A professora aposentada Eliane Carvalho, de 63 anos, transformou sua trajetória de repressão em um símbolo de resistência. Homenageada na 23ª Parada do Orgulho LGBTQIAPN+ de Mato Grosso, realizada no último sábado (27), ela relata os desafios de crescer como mulher lésbica nos anos 1960, marcados por tentativas de enquadramento e discriminação dentro e fora da família.
Infância marcada por perdas e repressão
Filha caçula de uma família nordestina com quatro irmãos, Eliane perdeu a mãe aos 5 anos e foi criada pelo pai. Por não corresponder às expectativas familiares, na adolescência foi enviada para um internato religioso, onde deveria aprender os chamados “modos de moça”. “Diziam que era para aprender modos de moça, porque eu parecia macho… então dá para imaginar o cenário familiar”, afirmou ao g1.
Segundo Eliane, assumir-se lésbica naquela época significava enfrentar o medo constante de discriminação e o peso do preconceito. “Ser chamada de sapatão na minha era uma vergonha para a família. A gente acabava se escondendo para não sofrer as consequências de ser apontada e discriminada”, recorda.

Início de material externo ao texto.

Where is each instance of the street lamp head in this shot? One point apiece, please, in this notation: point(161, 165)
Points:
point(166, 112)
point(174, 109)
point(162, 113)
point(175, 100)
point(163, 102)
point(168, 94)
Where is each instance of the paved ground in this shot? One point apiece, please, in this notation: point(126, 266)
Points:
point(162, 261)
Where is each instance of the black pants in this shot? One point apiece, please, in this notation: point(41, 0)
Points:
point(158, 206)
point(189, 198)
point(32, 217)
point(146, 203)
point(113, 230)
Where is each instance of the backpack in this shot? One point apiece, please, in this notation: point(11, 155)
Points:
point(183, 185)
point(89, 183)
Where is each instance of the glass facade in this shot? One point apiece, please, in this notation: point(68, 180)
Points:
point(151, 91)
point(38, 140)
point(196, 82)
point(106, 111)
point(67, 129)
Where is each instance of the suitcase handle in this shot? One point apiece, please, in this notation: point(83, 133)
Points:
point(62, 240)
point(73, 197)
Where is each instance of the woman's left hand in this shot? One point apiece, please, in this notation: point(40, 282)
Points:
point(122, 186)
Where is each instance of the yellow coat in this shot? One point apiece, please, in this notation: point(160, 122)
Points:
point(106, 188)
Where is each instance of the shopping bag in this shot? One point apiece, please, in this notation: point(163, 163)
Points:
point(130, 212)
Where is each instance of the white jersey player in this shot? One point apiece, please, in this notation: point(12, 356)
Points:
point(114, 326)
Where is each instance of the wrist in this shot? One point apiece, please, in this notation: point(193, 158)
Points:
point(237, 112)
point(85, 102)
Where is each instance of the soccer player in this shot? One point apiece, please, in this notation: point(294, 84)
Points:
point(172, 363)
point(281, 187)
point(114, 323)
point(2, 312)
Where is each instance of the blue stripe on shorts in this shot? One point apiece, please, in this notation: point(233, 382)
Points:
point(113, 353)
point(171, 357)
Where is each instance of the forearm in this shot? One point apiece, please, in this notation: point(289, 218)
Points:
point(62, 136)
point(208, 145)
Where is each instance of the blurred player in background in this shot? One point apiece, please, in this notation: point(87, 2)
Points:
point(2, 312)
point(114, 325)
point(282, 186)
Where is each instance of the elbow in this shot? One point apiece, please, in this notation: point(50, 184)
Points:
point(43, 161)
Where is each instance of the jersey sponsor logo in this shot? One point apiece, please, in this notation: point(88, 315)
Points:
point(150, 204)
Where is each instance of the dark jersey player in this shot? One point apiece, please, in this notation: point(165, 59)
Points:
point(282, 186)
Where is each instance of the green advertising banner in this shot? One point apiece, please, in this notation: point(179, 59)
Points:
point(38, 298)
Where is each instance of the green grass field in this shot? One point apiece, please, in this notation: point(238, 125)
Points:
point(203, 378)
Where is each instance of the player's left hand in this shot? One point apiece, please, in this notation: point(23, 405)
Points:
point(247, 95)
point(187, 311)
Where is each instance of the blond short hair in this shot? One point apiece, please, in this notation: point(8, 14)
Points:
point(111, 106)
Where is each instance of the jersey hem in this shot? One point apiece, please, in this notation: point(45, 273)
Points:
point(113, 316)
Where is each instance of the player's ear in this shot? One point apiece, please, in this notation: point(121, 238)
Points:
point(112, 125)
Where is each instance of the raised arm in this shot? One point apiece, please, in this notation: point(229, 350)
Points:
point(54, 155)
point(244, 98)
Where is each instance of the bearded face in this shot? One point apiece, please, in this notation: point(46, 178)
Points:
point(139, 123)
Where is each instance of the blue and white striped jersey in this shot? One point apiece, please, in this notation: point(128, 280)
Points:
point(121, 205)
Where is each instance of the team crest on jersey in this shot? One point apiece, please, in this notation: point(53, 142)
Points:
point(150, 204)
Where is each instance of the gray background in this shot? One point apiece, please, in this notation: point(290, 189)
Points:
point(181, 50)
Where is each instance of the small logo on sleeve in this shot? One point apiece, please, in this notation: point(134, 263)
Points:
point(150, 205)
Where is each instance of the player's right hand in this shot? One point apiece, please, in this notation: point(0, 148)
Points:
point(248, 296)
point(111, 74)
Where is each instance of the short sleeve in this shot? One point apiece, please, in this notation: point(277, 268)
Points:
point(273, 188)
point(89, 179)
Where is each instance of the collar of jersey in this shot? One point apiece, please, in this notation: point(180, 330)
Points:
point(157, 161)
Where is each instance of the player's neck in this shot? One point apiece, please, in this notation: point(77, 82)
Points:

Luta coletiva e fortalecimento
Ela encontrou nos movimentos sociais, nas paradas do orgulho e nas vivências políticas da comunidade LGBTQIAPN+ um espaço de fortalecimento. “A minha trajetória é significativa porque lutamos o tempo todo para romper barreiras e abrir caminhos para as que estão vindo depois de nós. […] ainda estamos aqui, e não somos poucas”, afirmou.
Para Eliane, o avanço é visível: “Hoje podemos presenciar meninas novas já se posicionando. São meninas fincando a bandeira num solo firme mesmo, mostrando que estão ali, que precisam ser ouvidas, compreendidas e respeitadas como tal, e isso é maravilhoso”.
Envelhecer com orgulho: tema da parada
A trajetória de Eliane se conecta diretamente ao tema do evento deste ano: “Envelhecer com Orgulho: Democracia, Resistência e Memória”. Para ela, chegar aos 63 anos “continuando a existir” é resultado de resistência. “Hoje tenho 63 anos e ainda continuo existindo. Ser quem sou sem ter que dar satisfações a ninguém: ser feliz, resistindo! Envelhecer com orgulho é mostrar que sobrevivemos e que merecemos respeito em todas as fases da vida”, disse.
Ela destaca a importância de políticas públicas para a população LGBTQIAPN+ idosa: “Não adianta quererem nos esconder. É fundamental ter políticas públicas que sejam ativas, que funcionem de fato para os cuidados deste público que muito contribuem para o andamento deste país enquanto pessoas que têm um RG, um CPF, e um título eleitoral e que trabalham, criando e participando das decisões de tudo o que nos cerca”.
Dados do IBGE sobre orientação sexual
Pesquisa do IBGE em parceria com o Ministério da Saúde, em 2019, marcou o primeiro levantamento oficial no Brasil a considerar a orientação sexual autoidentificada. Em Mato Grosso, cerca de 35,9 mil pessoas com 18 anos ou mais se declararam homossexuais ou bissexuais, o que representa aproximadamente 1,4% da população adulta do estado, estimada em 2,51 milhões. A maioria (96,9%) se declarou heterossexual, enquanto 36,4 mil não responderam ou afirmaram não saber a própria orientação sexual.
23ª Parada do Orgulho LGBTQIAPN+ de Mato Grosso
O evento, um dos principais do estado na pauta de direitos humanos e diversidade, contou com atividades culturais, políticas e artísticas, além do show nacional da cantora Tati Quebra Barraco no encerramento. A edição ampliou o debate sobre direitos da população LGBTQIAPN+ ao longo da vida, valorizando a história do movimento no estado.